Envoyé le 31 décembre aux Etats membres pour consultation, ce texte législatif très attendu vise à compléter le premier acte délégué relatif au volet climatique du règlement de l’UE (2020/852) établissant la taxonomie. La taxonomie constitue un système de classification des activités économiques jugées nécessaires pour atteindre les objectifs environnementaux de l’UE afin de guider les investissements privés vers trois types activités, les "durables", les "habilitantes" et celles de "transitions".
Pour rappel, c'est dans cette dernière catégorie que les débats sont les plus électriques puisque la Commission propose d’y inclure les activités liées au gaz fossile et au nucléaire. Sur la base d’avis scientifiques et compte tenu des progrès technologiques ainsi que des difficultés variables auxquelles les États membres sont confrontés dans la transition énergétique, la Commission considère en effet que « le gaz naturel et le nucléaire ont un rôle à jouer pour faciliter le passage vers un avenir s’appuyant majoritairement sur les énergies renouvelables ».

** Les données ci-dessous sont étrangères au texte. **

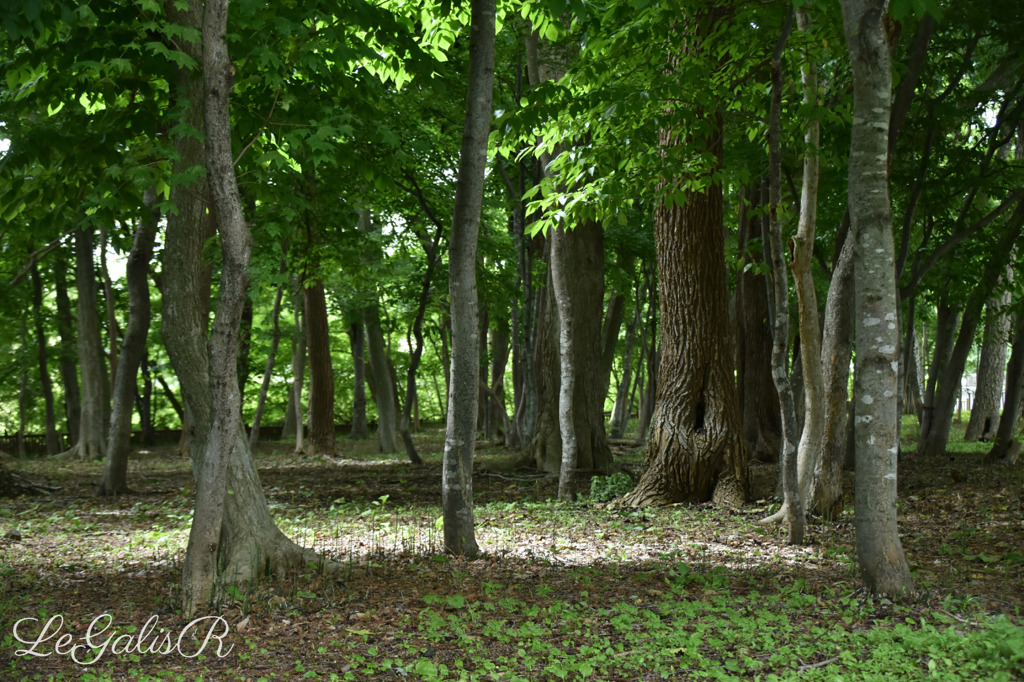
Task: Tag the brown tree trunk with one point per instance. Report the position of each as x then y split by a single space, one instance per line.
695 436
880 554
69 355
268 370
584 258
359 430
115 480
758 396
92 425
460 438
53 444
321 437
985 410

"Vers un affaiblissement du cadre durable de la taxonomie ..."
Toutefois, la Plateforme sur la finance durable, composée d'experts des Etats membres pour conseiller la Commission a eu la possibilité de consulter ce projet jusqu'au vendredi 21 janvier. Selon son rapport paru le lundi suivant, la proposition de la Commission n'est pas conforme au règlement de l’Union européenne (2020/852) établissant la taxonomie. En effet, le groupe d'experts considère que l'exécutif européen a utilisé une approche différente de celle suivie lors de l’élaboration du premier acte délégué en utilisant des critères de sélection technique fondamentalement différents et incohérents. De plus, les membres de la Plateforme ont des doutes sur la façon dont les critères proposés par la Commission fonctionneraient dans la pratique et beaucoup sont « profondément préoccupés » par les impacts environnementaux qui pourraient en résulter. La crainte est que le projet d’acte délégué « affaiblisse le cadre durable de la taxonomie » autant pour l'énergie gazière que nucléaire. A la suite de cette évaluation, la Plateforme propose la création d'une nouvelle catégorie de performance intermédiaire (catégorie 'orange' ou ‘Amber zone’). Sa proposition finale devrait paraitre dans les prochaines semaines.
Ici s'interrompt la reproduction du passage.